Dès la fin du siècle, on assiste, paradoxalement, à un mouvement inverse avec le démantèlement des grands établissements. La taille des usines diminue en Isère, puisqu’en 1899, un tissage appartenant à un façonnier n’occupe plus que cent trente-huit métiers à tisser en moyenne, contre cent cinquante-cinq en 1894, alors qu’un tissage appartenant à un fabricant-usinier comporte près de cent soixante-quatorze métiers en 1899 contre deux cent neuf, cinq ans plus tôt 2594 . Dans les vallées de la Fure et de la Morge, on passe d’une moyenne de cent quatre-vingt-huit métiers à tisser par usine en 1888 à cent cinquante-quatre en 1914. Les cantons restés à l’écart de l’industrialisation, comme par exemple ceux de La Côte-Saint-André ou de Saint-Etienne-de-Saint-Geoirs , dans la plaine de la Bièvre, sont à leur tour colonisés car la concurrence pour l’embauche du personnel y est encore faible. À la veille de la Guerre, dix-sept villages de cette plaine possèdent au moins un tissage mécanique sur leur territoire, désorganisant ainsi le bassin de recrutement de l’usine Girodon , à Saint-Siméon-de-Bressieux qui a eu pendant une vingtaine d’années un quasi-monopole sur l’emploi industriel féminin 2595 . En 1914, le nombre moyen de métiers à tisser par usine est d’environ une centaine, car dans l’arrondissement de La Tour-du-Pin , l’organisation de la production repose toujours sur de petits façonniers. On a donc deux tendances contradictoires en Bas-Dauphiné : d’une part, on assiste à une concentration et à une mécanisation accrues dans le Voironnais, alors que, d’autre part, dans le reste du Bas-Dauphiné, on privilégie les tissages ayant entre vingt et cent métiers à tisser 2596 . Dès le Second Empire, les bases sont en fait posées, puisque les façonniers voironnais possèdent déjà de vastes usines, alors que dans la région de La Tour-du-Pin, la production s’organise autour de petites fabriques et de l’essaimage des métiers à tisser. La concentration est plus avancée en Bas-Dauphiné qu’aux Etats-Unis, puisqu’en 1894, il y a, en moyenne, outre-Atlantique, quatre-vingt-quatorze métiers mécaniques par usine 2597 .
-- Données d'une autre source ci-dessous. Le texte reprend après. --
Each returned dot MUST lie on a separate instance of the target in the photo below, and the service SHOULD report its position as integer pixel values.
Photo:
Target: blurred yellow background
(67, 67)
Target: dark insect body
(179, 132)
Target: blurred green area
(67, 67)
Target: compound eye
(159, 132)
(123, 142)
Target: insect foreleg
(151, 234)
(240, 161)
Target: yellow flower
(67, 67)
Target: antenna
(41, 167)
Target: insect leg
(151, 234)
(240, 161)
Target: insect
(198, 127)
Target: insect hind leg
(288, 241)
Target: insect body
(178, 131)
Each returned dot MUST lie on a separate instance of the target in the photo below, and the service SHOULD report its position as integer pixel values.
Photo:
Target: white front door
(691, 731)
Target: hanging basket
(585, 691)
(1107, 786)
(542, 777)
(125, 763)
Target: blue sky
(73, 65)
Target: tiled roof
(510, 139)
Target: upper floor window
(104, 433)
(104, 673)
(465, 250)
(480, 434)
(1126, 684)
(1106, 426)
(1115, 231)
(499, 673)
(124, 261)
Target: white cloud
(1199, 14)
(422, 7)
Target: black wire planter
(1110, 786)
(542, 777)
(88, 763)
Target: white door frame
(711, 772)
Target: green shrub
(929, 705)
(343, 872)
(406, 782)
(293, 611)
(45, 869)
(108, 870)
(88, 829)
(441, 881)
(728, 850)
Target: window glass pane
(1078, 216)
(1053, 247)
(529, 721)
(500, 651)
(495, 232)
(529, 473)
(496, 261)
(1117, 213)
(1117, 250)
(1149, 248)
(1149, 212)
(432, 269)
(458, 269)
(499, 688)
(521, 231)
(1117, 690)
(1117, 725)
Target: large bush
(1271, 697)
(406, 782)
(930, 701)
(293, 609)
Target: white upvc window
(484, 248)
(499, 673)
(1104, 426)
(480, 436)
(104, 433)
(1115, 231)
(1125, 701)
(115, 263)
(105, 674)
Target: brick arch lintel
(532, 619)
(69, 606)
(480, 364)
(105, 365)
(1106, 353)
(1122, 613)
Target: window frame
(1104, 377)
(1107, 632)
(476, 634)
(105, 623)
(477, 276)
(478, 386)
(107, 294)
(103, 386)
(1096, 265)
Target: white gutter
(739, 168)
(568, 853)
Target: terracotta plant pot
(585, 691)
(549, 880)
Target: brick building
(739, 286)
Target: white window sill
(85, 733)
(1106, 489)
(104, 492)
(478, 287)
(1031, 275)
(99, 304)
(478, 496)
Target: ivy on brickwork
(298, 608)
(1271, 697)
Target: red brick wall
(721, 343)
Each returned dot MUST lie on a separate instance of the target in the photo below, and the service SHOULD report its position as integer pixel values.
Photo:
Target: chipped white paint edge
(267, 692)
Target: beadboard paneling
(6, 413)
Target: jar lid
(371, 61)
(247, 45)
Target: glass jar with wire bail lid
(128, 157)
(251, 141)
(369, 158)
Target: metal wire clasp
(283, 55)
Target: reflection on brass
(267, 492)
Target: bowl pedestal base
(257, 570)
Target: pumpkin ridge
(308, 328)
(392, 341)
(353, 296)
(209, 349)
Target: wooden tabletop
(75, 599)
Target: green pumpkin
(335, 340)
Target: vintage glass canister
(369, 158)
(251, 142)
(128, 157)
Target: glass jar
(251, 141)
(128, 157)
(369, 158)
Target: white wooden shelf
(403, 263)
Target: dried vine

Si l’on s’intéresse au seul arrondissement de Saint-Marcellin , où se trouvent les bourgs industriels de Rives , Renage , Tullins , La Sône par exemple, l’industrie de la soie apparaît déjà en 1882 comme la première activité industrielle : ses quatre mille deux cents ouvriers d’usines représentent 71% de la main d’œuvre usinière de cet arrondissement. La concentration industrielle, surtout pour les tissages, y est plus forte que dans l’arrondissement de La Tour-du-Pin , avec une moyenne de deux cent quarante ouvriers par établissement. Ce chiffre s’explique par la présence de quelques importantes usines-pensionnats, comme Montessuy & Chomer, à Renage, avec près de mille ouvriers, ou Girodon à Saint-Siméon-de-Bressieux , avec près de sept cents ouvriers 2598 .

Tableau 44-Tailles des tissages dans le Voironnais et l’arrondissement de Saint-Marcellin en 1910.
Taille Effectifs
(en valeur absolue et en %)
1 à 5 ouvriers 7 7,3
6 à 20 ouvriers 19 19,8
21 à 100 ouvriers 31 32,3
101 à 500 ouvriers 35 36,4
Plus de 500 ouvriers 4 4,2
Total = 96 99,7

Source : Chambre de Commerce de Grenoble, Bulletin mensuel, séance du 16 octobre 1910, p. 240.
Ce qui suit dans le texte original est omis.